Flash Attention

Thanks for catching this issue. I updated the code accordingly. Please let me know if you see other mistakes.

I also switched the order of standard and flash attention evaluations as a sanity check.
The current output is

Standard attention took 0.8632566928863525 seconds for 10 trials
Flash attention took 0.07728338241577148 seconds for 10 trials

The updated code snippet is

import time
import torch
import torch.nn.functional as F

bz = 32
seq_len = 2048
dims = 64
n_heads = 8
q = torch.randn(bz, n_heads, seq_len, dims, dtype=torch.float16).cuda()
k = torch.randn(bz, n_heads, seq_len, dims, dtype=torch.float16).cuda()
v = torch.randn(bz, n_heads, seq_len, dims, dtype=torch.float16).cuda()

dropout_rate = 0.2
num_trials = 10

start = time.time()
for i in range(num_trials):
    attn = q @ k.transpose(-2, -1)
    attn = attn.softmax(dim=-1)
    attn = F.dropout(attn, p=dropout_rate, training=True)
    x = (attn @ v).transpose(1, 2)  # .reshape(bz, seq_len, n_heads*dims)
end = time.time()
print('Standard attention took {} seconds for {} trials'.format(end - start, num_trials))

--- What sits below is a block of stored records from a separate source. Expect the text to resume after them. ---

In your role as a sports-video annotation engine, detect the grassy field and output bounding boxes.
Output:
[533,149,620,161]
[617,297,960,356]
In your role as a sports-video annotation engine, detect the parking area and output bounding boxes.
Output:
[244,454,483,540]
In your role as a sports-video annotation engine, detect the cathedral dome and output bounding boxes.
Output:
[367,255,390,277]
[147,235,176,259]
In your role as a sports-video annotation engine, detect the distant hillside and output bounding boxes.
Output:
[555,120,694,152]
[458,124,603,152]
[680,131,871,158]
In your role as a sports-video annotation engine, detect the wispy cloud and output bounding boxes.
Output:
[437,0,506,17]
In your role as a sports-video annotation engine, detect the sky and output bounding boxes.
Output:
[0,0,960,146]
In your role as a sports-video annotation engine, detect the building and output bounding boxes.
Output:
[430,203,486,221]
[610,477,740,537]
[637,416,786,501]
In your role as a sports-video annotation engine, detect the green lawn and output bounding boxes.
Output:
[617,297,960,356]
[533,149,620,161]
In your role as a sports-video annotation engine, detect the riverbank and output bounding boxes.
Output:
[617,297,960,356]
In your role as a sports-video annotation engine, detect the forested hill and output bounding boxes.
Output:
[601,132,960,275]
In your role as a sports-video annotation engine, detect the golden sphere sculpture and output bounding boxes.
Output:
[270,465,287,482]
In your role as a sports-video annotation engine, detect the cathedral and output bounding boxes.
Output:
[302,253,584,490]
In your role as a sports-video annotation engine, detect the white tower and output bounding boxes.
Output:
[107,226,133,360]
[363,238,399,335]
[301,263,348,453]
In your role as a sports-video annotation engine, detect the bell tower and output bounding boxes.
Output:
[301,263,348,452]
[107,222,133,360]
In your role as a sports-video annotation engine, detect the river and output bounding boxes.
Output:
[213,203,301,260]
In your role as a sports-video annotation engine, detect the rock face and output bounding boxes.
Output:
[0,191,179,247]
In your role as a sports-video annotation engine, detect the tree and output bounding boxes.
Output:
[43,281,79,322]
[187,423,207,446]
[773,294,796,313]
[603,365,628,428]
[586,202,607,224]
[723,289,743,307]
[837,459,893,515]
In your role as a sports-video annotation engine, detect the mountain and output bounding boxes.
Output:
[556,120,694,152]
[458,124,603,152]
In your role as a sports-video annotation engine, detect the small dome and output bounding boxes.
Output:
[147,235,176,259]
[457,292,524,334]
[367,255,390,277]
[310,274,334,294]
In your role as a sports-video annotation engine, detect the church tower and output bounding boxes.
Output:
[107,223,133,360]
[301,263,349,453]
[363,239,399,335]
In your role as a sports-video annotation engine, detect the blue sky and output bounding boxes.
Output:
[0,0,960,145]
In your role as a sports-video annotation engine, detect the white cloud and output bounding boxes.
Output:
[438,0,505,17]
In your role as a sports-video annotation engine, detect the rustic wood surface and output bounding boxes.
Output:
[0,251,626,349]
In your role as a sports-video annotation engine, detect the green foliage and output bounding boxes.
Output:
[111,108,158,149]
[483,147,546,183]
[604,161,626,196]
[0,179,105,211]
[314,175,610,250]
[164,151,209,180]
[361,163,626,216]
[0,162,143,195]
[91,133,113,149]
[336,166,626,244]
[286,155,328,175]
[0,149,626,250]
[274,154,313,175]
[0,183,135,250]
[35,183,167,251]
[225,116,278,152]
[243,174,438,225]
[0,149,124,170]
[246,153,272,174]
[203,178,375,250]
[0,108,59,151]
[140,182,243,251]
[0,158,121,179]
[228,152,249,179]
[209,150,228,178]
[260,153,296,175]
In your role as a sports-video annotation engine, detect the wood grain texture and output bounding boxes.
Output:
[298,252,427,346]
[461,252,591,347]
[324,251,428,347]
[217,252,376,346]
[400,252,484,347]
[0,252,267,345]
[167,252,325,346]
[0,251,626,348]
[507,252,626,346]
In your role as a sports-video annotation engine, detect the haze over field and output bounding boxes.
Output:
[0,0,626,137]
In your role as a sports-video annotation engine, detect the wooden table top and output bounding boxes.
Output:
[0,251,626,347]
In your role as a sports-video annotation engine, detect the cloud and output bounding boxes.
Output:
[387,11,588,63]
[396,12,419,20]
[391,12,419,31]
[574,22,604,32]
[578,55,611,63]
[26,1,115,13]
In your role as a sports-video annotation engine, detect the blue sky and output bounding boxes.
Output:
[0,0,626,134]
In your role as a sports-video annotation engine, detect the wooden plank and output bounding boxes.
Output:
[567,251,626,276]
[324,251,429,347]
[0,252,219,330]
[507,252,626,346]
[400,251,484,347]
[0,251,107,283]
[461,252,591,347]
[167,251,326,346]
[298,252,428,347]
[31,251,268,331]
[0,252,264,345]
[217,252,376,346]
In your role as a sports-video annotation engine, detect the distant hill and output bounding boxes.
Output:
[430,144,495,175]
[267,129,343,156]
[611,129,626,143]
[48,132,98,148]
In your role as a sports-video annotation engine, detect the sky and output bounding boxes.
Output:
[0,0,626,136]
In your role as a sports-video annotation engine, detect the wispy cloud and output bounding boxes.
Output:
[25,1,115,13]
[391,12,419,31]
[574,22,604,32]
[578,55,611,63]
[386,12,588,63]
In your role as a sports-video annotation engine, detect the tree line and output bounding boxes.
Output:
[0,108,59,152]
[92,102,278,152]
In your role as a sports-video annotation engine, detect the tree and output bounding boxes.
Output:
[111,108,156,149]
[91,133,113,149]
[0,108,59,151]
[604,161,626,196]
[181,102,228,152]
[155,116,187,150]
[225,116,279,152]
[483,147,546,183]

with torch.backends.cuda.sdp_kernel(
    enable_flash=True, enable_math=False, enable_mem_efficient=False
    start = time.time()
    for i in range(num_trials):
        out = F.scaled_dot_product_attention(q, k, v, dropout_p=dropout_rate)
    end = time.time()
    print('Flash attention took {} seconds for {} trials'.format(end - start, num_trials))